For a column-major array, used by MATLAB, Fortran or Julia among others, you would index an array of size (nrows,ncols) at (row,col) like

array[row + nrows * col];

The strides corresponding to each dimension are (1,nrows) because you increment the linear index by 1 to go to the new row and by nrows to go to the next column.

For a row-major array, which is used by NumPy and by C's multidimensional arrays, you would access the same cell with

array[ncols * row + col];

so the strides are (ncols,1). The advantage of passing the strides explicitly is that you can write something like

array[istrides[0] * row + strides[1] * col];

and it works regardless of whether you are using a column-major or a row-major array. MATLAB or Julia would supply strides = [1,nrows] and Python could supply strides = [ncols,1].

In this example, the strides happen to be the same as the number of rows or columns in each dimension, but in the other order. They don't have to be, though. You could imagine operating on a subset of an (nrows,ncols) array: the number of elements that we would scan over in each dimension is less than nrows and ncols, but the strides are still either (ncols,1) or (1,nrows). This might come in handy if, as you mentioned to me earlier today @wschwanghart, you wanted to analyze a single watershed in a DEM: you could extract just the bounding box of the watershed and run the analysis without needing to copy the subset to a new array.

This does have some implications for the design of the edge lists because the linear index used to identify a pixel in a DEM depends on whether the array is laid out in column- or row-major order. A C function does not implicitly know the order of whether an array is column- or row-major: all it sees is a linear array of bytes. One could pass a flag to the function that alerts it to the storage order (NumPy actually enables this for a few of its functions), but, as described above, the strides are really the important thing to know. The subscript index (row,col) is the same for each corresponding pixel in your array, regardless of its storage order. The linear index is always strides[0] * row + strides[1] * col. If we keep the strides around, then the linear index uniquely determines the corresponding pixel, and we should be able to keep using the linear indices as node identifiers.

The problem arises if, for example, you wanted to use an edge list computed from an array with a column-major order to index into an array with the same size but laid out in row-major order. I am not sure how this would happen intentionally. Perhaps if you used TopoToolbox to generate your flow network and another program to generate a derivative product that you want to accumulate along the flow network, and the other program insisted on writing out the data in row-major order.

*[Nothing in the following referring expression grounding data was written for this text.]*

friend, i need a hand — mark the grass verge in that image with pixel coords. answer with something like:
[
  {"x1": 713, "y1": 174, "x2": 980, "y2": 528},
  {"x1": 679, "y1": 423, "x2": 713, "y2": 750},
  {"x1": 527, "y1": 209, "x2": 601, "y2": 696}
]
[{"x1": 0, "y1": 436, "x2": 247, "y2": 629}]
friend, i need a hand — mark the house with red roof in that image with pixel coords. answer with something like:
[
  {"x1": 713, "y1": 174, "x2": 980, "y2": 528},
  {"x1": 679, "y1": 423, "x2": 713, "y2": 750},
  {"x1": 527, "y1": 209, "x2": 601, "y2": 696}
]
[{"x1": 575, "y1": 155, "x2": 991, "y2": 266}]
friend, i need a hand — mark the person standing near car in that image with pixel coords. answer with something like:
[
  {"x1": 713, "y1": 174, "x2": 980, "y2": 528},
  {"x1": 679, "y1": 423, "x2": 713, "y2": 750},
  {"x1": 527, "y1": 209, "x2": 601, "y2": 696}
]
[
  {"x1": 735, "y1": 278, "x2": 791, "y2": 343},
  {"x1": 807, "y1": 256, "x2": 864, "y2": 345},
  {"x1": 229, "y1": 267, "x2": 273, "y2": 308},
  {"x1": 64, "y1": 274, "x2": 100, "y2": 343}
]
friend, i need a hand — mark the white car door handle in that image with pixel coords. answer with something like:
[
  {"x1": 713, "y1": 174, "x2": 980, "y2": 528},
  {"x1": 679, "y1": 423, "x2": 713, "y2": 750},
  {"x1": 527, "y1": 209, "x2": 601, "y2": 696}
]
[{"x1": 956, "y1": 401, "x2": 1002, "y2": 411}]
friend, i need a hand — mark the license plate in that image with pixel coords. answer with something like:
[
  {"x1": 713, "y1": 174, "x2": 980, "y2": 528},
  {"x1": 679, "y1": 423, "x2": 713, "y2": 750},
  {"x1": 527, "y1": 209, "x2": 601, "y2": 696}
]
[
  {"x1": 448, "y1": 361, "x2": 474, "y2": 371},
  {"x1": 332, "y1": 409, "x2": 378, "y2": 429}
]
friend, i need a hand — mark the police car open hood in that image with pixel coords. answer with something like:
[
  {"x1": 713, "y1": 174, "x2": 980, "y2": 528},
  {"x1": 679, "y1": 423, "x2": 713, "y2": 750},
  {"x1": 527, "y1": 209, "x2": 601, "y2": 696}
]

The safest thing to do in this case is to always index into an array with the (row,col) and the strides of that array, converting from the stored linear index if necessary. One could also store the subscript indices in the edge list at the cost of twice as much memory.

The alternative to all of this is to choose one storage order and always convert everything. This simplifies our lives, but has a performance cost when working in environments that except the alternative storage order because you have to copy everything in and out of the preferred storage order.

Note also, that this discussion is entirely about the organization of the DEM in memory and is not related to the relationship between the axes of the array and a projected coordinate system.